E’ proprio nella relazione con il paziente “difficile” che il medico deve obbligatoriamente cambiare atteggiamento, non può rinunciare ad una comprensione psicologica del paziente, è un privilegio particolare potersi percepire come partner del proprio paziente, come uno che comprende e non come un burocrate che amministra la malattia. Ed è proprio per questo che si partecipa ai gruppi Balint, per la formazione di questa nuova maniera di essere medico (Luban-Plozza, Knaak, & Magni, Il medico come medicina, 1983).

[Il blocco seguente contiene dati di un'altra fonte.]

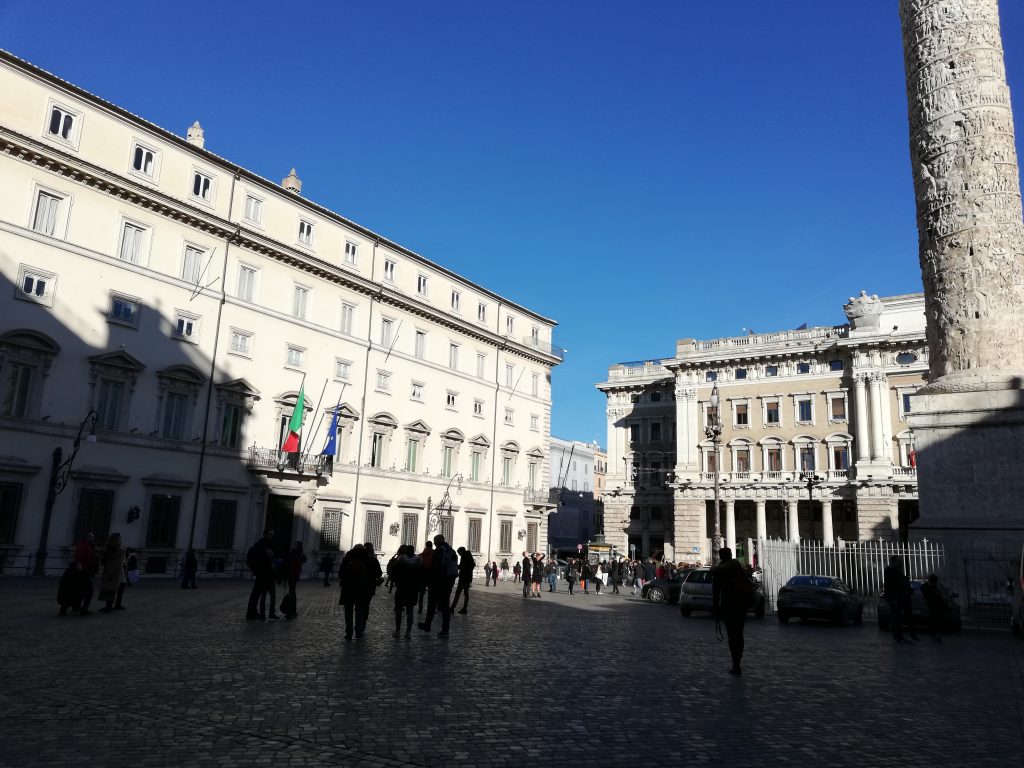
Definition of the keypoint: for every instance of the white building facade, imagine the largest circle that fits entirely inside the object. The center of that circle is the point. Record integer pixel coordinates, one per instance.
(184, 302)
(814, 442)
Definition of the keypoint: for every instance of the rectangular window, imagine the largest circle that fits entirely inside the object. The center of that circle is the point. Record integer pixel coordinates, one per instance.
(300, 301)
(230, 425)
(10, 507)
(220, 534)
(17, 391)
(192, 264)
(44, 220)
(838, 409)
(377, 450)
(93, 516)
(295, 356)
(109, 403)
(247, 283)
(202, 186)
(410, 528)
(742, 415)
(131, 243)
(242, 342)
(143, 160)
(174, 416)
(254, 209)
(162, 532)
(347, 315)
(186, 327)
(62, 125)
(331, 530)
(374, 529)
(475, 530)
(804, 411)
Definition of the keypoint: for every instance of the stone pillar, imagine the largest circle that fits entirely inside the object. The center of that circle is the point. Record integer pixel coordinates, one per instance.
(860, 402)
(971, 237)
(877, 406)
(730, 524)
(794, 517)
(827, 535)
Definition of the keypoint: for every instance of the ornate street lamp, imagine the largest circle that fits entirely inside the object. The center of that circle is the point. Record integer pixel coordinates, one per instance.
(714, 433)
(59, 471)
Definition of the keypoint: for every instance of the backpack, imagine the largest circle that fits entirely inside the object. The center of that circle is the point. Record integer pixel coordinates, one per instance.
(451, 562)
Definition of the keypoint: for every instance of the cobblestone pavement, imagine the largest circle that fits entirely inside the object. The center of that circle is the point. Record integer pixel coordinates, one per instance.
(180, 679)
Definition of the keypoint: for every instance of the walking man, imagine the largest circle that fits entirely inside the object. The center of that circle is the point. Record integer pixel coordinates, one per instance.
(732, 593)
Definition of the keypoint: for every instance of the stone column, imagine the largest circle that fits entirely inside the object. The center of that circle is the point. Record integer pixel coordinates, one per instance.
(967, 185)
(730, 524)
(877, 406)
(860, 402)
(826, 525)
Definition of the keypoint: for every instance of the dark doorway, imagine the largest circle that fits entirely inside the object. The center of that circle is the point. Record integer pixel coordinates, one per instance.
(280, 516)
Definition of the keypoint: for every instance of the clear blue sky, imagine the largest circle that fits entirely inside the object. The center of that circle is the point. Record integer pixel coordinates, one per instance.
(639, 171)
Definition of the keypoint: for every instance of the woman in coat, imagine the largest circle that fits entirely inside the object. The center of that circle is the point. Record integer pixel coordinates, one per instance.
(356, 589)
(114, 571)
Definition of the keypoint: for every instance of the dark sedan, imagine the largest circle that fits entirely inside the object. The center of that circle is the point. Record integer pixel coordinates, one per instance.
(951, 621)
(819, 597)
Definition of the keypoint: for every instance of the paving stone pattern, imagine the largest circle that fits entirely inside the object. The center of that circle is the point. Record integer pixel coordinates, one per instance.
(180, 679)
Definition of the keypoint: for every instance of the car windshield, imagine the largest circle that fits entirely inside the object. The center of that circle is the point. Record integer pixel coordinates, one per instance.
(820, 582)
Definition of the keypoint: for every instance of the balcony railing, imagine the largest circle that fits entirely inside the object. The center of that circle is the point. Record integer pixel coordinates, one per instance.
(272, 459)
(545, 347)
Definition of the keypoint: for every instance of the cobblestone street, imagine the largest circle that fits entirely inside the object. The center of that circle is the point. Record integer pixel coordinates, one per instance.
(180, 679)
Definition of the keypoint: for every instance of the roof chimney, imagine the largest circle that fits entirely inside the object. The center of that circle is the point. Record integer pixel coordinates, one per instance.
(195, 135)
(292, 182)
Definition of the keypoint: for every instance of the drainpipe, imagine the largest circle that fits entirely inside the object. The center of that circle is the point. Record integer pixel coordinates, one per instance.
(213, 366)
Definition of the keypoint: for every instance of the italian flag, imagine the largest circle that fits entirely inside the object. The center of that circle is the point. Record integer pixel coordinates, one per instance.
(295, 425)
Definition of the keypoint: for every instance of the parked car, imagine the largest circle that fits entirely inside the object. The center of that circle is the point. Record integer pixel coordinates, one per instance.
(694, 593)
(665, 589)
(819, 597)
(919, 608)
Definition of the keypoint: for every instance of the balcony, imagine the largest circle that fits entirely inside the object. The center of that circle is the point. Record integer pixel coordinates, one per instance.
(272, 460)
(545, 347)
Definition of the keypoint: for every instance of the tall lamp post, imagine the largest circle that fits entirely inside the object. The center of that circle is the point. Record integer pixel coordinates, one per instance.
(714, 433)
(59, 472)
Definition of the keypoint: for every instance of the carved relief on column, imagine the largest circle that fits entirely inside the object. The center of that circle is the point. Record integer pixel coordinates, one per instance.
(968, 190)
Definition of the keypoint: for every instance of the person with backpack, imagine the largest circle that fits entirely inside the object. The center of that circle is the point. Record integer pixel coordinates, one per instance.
(443, 571)
(732, 595)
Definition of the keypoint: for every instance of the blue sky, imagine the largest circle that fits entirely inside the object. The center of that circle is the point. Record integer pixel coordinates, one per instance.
(639, 171)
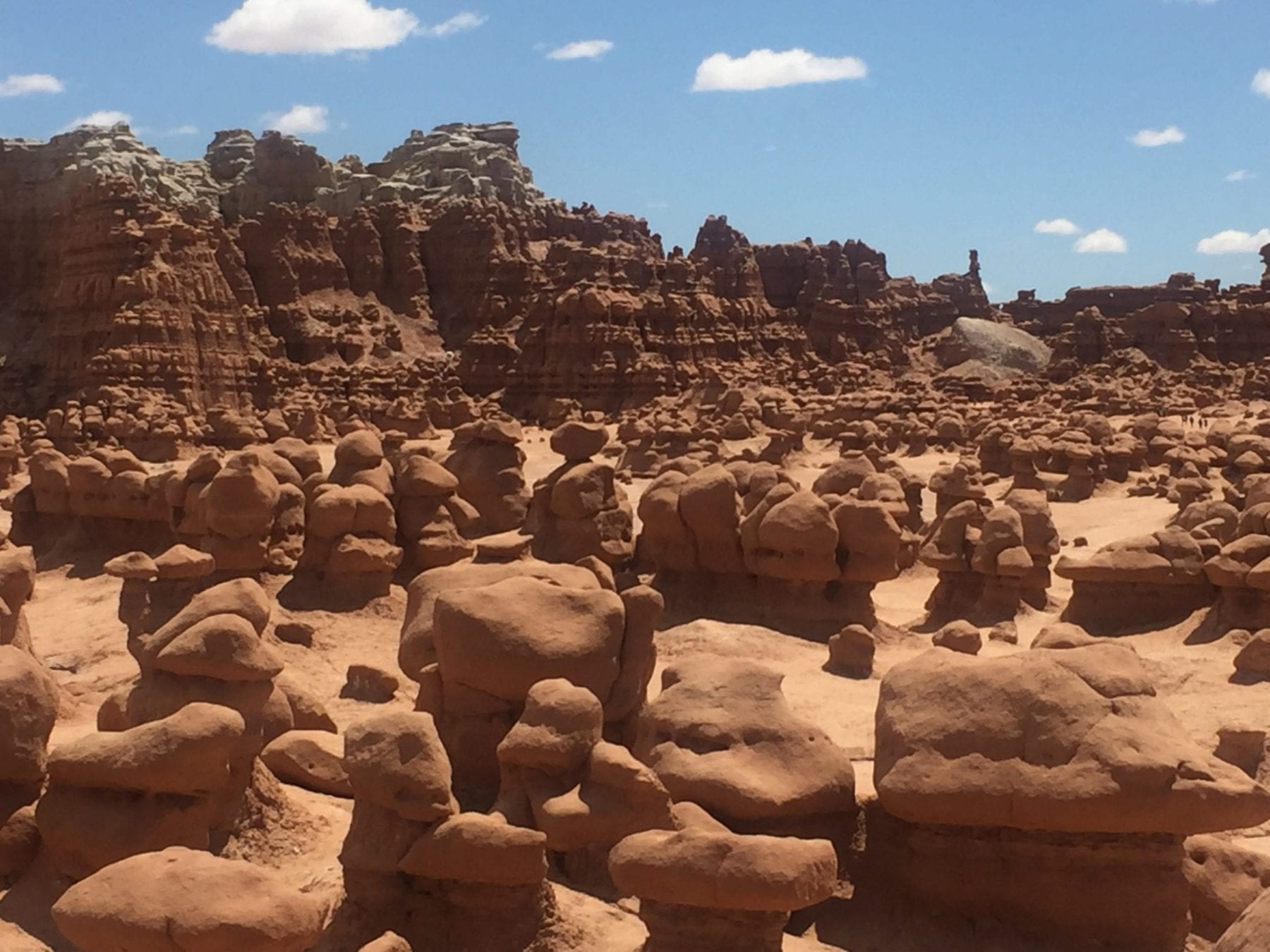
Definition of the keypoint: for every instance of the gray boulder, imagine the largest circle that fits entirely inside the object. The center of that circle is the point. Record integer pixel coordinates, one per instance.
(992, 346)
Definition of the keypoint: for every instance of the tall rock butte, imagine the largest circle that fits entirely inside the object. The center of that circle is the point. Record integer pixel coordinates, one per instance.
(265, 269)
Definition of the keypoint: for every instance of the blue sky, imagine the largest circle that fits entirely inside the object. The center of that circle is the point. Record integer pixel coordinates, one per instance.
(924, 127)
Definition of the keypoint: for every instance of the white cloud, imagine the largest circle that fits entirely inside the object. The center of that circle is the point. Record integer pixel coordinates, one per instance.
(298, 120)
(1151, 139)
(1233, 243)
(1100, 243)
(768, 69)
(1262, 83)
(459, 23)
(1056, 226)
(582, 50)
(25, 84)
(311, 27)
(102, 118)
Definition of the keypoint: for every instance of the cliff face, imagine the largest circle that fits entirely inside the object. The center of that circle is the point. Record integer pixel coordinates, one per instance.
(265, 268)
(1175, 324)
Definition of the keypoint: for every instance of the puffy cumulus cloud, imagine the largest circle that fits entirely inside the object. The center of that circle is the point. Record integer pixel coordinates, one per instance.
(1262, 83)
(1233, 243)
(582, 50)
(102, 118)
(1056, 226)
(298, 120)
(1101, 243)
(768, 69)
(311, 27)
(27, 83)
(1152, 139)
(459, 23)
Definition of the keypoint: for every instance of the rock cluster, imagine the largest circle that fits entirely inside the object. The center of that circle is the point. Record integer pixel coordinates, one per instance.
(1062, 804)
(578, 511)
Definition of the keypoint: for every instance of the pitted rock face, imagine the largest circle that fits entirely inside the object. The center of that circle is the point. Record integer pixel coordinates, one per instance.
(187, 899)
(722, 736)
(1068, 740)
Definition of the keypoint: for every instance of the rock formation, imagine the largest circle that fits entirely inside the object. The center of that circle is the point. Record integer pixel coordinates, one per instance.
(478, 636)
(1060, 804)
(722, 736)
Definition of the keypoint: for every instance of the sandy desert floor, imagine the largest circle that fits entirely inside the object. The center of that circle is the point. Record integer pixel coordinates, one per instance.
(74, 626)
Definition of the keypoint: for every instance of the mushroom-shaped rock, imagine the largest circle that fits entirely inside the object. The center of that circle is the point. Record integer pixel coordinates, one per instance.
(479, 848)
(714, 890)
(959, 636)
(508, 636)
(184, 901)
(397, 761)
(187, 753)
(30, 711)
(722, 736)
(418, 644)
(851, 652)
(578, 441)
(1048, 740)
(309, 758)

Secondo Balint, per la formazione ricevuta, spesso il medico privilegia nel racconto del paziente quegli elementi che si legano all’inquadramento nosografico, tendendo quindi a marginalizzare o ad escludere ciò che appartiene alla storia individuale che non può essere oggettivabile con gli strumenti di cui dispone. Il medico preferisce diagnosticare delle malattie organiche, piuttosto che diagnosticare problemi della personalità totale. (Zamagni, La malattia nella narrazione del medico e del paziente, 2014).

RUOLO DEL MEDICO DI BASE

La medicina di base è, considerata ancora oggi, il primo contatto medico all’interno del sistema sanitario. Basandosi sulla costruzione di una relazione protratta nel tempo attraverso un’efficace comunicazione tra medico e paziente, la medicina di base è caratterizzata essenzialmente dal cosiddetto rapporto fiduciario (WONCA, 2002). Tuttavia nella realtà, al giorno d’oggi la medicina generale assume spesso un ruolo burocratico più che pratico, i medici devono fare i conti con la spesa pubblica e con un paziente sempre più esigente.

C’è poco spazio per l’ascolto e l’osservazione, lo scopo principale diventa escludere e non confermare la patologia organica. Ciò provoca un’interruzione della comunicazione: il colloquio viene sostituito dalla lettura dei referti e gli eventi di vita rimangono esclusi. Queste situazioni sono all’origine dei più comuni conflitti che nascono all’interno della relazione medico-paziente e che possono essere evitati disponendo delle competenze proprie di una comunicazione terapeutica.
La domanda di cura dei pazienti, risulta nel tempo più radicata nei complessi fattori dell’esistenza, nel mondo stesso della vita e sempre più richiede le competenze necessarie per collaborare ad una diagnosi globale e un approccio terapeutico integrale (Martellucci & Rosselli, I Gruppi Balint nei contesti sanitari, 2017).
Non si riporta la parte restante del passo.